GETTING THE PNEUMONIA VACCINATION MAY SAVE LIVES IN A FLU PANDEMIC:
 
GETTING THE PNEUMONIA VACCINATION AHEAD OF TIME - BEFORE A PANDEMIC BEGINS - IS THE BEST WAY TO SURVIVE.
 
As with any strain of flu, secondary "complications" to the flu can be lethal.  The primary lethal complication is when a bacterial pneumonia infection develops . It's the secondary pneumonia that actually kills.  Therefore, if you can keep the secondary pneumonia from developing, then although you still may get sick in a flu pandemic, you won't die.   

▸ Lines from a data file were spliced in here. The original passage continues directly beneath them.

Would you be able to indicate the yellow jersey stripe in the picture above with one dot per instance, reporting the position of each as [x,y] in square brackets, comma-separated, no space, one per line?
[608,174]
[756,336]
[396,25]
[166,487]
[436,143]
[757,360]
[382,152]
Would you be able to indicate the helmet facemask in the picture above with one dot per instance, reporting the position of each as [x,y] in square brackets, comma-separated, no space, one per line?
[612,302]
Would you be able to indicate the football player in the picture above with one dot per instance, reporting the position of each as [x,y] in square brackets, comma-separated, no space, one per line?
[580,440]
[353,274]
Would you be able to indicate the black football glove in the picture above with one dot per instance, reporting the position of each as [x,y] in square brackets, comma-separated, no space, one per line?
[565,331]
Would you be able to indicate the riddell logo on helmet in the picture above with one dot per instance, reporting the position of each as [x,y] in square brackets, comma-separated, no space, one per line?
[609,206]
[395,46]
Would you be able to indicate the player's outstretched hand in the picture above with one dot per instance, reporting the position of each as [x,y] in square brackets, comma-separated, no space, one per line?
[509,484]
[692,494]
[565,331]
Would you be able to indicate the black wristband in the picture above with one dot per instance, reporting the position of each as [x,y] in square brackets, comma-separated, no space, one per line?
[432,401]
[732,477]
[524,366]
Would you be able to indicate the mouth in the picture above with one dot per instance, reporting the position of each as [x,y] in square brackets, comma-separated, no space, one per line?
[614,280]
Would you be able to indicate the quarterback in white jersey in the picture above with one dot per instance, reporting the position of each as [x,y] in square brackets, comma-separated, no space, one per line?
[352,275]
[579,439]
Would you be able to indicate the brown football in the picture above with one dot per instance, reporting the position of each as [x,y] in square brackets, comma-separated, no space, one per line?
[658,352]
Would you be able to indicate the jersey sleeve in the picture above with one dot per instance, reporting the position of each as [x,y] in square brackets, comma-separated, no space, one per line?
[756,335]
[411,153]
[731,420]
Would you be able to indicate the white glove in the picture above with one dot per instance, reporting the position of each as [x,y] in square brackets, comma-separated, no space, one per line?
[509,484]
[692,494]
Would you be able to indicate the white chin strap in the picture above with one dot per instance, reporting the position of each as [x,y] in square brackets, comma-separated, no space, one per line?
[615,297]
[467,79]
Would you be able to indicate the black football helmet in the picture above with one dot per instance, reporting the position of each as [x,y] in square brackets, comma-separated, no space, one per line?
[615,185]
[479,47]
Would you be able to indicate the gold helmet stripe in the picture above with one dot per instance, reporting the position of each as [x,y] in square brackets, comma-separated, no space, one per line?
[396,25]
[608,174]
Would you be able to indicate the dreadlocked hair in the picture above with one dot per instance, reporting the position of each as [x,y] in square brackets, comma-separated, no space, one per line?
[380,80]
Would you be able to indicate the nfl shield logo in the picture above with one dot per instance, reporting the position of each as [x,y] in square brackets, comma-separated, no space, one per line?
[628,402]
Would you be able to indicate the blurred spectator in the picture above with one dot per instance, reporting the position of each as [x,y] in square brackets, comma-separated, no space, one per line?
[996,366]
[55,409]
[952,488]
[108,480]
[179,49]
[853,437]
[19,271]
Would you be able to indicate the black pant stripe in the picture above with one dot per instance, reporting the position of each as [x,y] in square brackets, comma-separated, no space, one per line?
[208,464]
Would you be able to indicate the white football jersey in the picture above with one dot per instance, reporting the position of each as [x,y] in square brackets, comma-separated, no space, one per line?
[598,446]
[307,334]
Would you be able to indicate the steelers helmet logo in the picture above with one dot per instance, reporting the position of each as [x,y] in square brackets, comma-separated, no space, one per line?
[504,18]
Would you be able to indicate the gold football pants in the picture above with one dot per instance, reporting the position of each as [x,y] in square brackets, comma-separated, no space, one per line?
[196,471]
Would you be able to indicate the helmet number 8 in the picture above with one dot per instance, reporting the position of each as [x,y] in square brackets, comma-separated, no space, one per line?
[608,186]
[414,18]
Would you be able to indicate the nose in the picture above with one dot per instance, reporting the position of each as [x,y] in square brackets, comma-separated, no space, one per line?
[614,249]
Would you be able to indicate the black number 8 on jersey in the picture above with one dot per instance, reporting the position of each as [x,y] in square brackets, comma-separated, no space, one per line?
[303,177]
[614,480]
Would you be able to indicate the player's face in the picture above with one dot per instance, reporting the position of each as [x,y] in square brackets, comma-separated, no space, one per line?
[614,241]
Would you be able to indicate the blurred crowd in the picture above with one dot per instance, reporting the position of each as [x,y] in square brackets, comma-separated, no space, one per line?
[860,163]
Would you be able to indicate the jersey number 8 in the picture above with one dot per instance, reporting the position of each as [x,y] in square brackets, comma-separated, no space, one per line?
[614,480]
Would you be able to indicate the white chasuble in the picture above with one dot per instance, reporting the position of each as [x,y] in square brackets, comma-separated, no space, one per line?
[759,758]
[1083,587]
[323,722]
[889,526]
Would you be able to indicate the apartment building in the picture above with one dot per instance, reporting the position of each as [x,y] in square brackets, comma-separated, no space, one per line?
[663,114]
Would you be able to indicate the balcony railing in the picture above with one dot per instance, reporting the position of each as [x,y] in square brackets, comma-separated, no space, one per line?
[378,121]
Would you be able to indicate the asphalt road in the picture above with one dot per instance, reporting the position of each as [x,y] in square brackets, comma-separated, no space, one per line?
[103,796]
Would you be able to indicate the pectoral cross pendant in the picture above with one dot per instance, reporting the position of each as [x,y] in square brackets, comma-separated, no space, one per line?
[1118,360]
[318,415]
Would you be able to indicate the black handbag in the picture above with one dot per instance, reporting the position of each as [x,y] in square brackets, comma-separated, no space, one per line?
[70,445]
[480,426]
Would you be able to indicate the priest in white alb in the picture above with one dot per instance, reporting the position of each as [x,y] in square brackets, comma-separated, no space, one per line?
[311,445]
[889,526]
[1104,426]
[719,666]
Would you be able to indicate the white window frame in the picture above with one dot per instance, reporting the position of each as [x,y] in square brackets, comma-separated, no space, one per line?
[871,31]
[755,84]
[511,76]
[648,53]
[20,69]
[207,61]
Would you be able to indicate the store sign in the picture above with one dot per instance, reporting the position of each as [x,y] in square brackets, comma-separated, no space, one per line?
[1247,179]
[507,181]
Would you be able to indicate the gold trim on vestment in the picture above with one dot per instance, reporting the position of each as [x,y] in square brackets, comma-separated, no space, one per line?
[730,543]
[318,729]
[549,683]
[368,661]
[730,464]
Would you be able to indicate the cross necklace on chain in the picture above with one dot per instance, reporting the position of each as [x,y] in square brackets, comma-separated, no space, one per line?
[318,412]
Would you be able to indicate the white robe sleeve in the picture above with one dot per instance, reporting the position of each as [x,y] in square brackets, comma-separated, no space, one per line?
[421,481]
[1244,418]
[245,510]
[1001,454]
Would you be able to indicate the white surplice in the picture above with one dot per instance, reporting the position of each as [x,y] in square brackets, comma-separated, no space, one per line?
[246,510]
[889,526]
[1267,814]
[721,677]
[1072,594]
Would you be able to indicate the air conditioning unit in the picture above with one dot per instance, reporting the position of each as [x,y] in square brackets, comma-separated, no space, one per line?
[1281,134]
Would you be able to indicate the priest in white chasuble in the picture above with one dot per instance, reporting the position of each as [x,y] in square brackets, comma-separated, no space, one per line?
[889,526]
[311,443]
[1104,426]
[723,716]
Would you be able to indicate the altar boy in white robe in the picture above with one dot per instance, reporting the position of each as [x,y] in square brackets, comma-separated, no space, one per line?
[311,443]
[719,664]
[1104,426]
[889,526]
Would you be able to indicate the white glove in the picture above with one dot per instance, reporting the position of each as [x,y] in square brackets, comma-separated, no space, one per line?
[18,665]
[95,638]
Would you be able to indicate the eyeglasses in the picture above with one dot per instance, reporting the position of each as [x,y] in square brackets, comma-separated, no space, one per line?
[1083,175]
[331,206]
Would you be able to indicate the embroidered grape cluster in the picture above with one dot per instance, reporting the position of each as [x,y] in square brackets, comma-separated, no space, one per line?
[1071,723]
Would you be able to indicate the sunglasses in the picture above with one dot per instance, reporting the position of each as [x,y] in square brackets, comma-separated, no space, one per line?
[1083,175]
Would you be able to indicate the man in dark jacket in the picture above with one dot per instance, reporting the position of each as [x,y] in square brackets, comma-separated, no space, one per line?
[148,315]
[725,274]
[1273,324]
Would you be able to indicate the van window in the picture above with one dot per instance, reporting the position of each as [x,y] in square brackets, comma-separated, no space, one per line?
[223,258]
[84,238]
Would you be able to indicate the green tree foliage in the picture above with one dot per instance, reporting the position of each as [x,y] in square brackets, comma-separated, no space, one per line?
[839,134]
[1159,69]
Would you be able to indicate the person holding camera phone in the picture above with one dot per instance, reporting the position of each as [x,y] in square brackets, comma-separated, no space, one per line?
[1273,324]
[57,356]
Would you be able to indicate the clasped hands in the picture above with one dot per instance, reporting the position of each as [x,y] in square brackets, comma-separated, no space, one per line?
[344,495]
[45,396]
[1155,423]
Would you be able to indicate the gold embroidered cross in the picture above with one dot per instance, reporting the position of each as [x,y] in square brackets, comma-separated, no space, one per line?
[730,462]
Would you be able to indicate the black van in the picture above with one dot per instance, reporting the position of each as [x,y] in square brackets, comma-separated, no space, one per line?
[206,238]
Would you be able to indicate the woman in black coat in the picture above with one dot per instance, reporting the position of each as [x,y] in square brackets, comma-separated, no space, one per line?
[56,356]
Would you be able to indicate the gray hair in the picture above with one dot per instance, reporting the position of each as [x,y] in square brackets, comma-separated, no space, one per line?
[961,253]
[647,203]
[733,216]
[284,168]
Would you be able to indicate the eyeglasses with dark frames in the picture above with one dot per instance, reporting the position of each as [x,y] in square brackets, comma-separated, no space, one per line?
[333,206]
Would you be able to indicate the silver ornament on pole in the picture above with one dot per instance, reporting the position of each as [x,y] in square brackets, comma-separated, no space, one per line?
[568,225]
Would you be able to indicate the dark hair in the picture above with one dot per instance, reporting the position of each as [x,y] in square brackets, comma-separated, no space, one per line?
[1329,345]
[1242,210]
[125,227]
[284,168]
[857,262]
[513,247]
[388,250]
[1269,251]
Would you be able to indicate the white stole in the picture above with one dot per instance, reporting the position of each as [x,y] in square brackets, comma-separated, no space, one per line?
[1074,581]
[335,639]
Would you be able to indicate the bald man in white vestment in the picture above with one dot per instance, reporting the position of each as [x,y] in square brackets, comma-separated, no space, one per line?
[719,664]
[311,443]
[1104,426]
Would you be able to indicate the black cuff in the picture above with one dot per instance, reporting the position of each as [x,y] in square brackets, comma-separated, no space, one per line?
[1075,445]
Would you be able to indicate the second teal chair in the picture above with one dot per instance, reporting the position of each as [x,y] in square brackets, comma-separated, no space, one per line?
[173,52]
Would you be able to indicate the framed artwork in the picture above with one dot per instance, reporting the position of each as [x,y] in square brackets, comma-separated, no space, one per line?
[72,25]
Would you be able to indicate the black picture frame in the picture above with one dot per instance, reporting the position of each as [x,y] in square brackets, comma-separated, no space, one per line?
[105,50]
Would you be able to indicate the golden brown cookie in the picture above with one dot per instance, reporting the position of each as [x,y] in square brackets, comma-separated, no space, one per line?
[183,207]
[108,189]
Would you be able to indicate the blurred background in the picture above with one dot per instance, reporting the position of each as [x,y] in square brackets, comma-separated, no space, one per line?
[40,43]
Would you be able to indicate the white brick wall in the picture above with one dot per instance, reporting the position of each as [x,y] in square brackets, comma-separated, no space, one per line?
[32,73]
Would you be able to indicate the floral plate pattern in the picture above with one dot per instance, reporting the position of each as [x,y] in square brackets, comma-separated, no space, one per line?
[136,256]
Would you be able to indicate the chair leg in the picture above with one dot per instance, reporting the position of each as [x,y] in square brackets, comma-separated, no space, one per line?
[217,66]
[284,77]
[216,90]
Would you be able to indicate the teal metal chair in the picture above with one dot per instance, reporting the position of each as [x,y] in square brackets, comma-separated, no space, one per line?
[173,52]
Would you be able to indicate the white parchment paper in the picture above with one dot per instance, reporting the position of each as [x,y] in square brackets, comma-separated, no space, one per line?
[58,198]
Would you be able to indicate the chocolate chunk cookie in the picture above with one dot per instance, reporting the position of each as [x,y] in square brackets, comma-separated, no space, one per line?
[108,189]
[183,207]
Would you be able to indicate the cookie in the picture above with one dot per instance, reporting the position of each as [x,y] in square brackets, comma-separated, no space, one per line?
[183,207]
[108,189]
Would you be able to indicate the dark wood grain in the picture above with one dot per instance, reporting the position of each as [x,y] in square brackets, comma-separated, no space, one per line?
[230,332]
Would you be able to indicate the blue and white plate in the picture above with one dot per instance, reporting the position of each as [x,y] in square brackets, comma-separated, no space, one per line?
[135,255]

There are two ways to prevent the lethal pneumonia. You can either purchase antibiotics in advance as they will not be available during a pandemic, or you can simply get a pneumonia vaccination. People need to strongly encourage their friends and families to get the vaccination.  During the Flu pandemic of 1918, the initial vaccine used was a pneumonia vaccination.

 
GOOD ARTICLE TO READ ON RECENT FINDINGS:
 
 
ScienceDaily (Oct. 11, 2007)  Often called the most devastating epidemic in the recorded history of the world, the 1918 influenza virus pandemic was responsible for more than 40 million deaths across the globe. The incredible lethality of the 1918 flu strain is not well understood, despite having been under intense scrutiny for many years. Now, a new study published by Cell Press in the October issue of the journal Cell Host & Microbe unravels some of the mystery surrounding the devastating 1918 pandemic and provides key information that will help prepare for future pandemics.
 

It is relatively rare for an influenza virus to be virulent enough to cause death in healthy humans. Many deaths associated with influenza are caused by the combined influence of viral disease and the following secondary bacterial infection. Although the 1918 pandemic strain was one of the few influenza viruses capable of killing healthy victims on its own, the majority of fatal cases from the "Spanish Flu" can be attributed to secondary bacterial pathogens rather than primary viral disease. This important interaction between influenza viruses and bacteria is not well understood.

Dr. Jonathan A. McCullers from the Department of Infectious Diseases at St. Jude Children's Research Hospital in Memphis, Tennessee and colleagues examined this interaction by studying a newly discovered influenza A virus (IAV) protein, called PB1-F2. The gene encoding PB1-F2 is present in nearly all IAVs, including highly pathogenic avian IAVs that have infected humans and the IAV associated with the 1918 pandemic. "PB1-F2 was recently shown to enhance viral pathogenicity in a mouse infection model, raising questions about its effects on the secondary bacterial infections associated with high levels of influenza morbidity and mortality," explains Dr. McCullers.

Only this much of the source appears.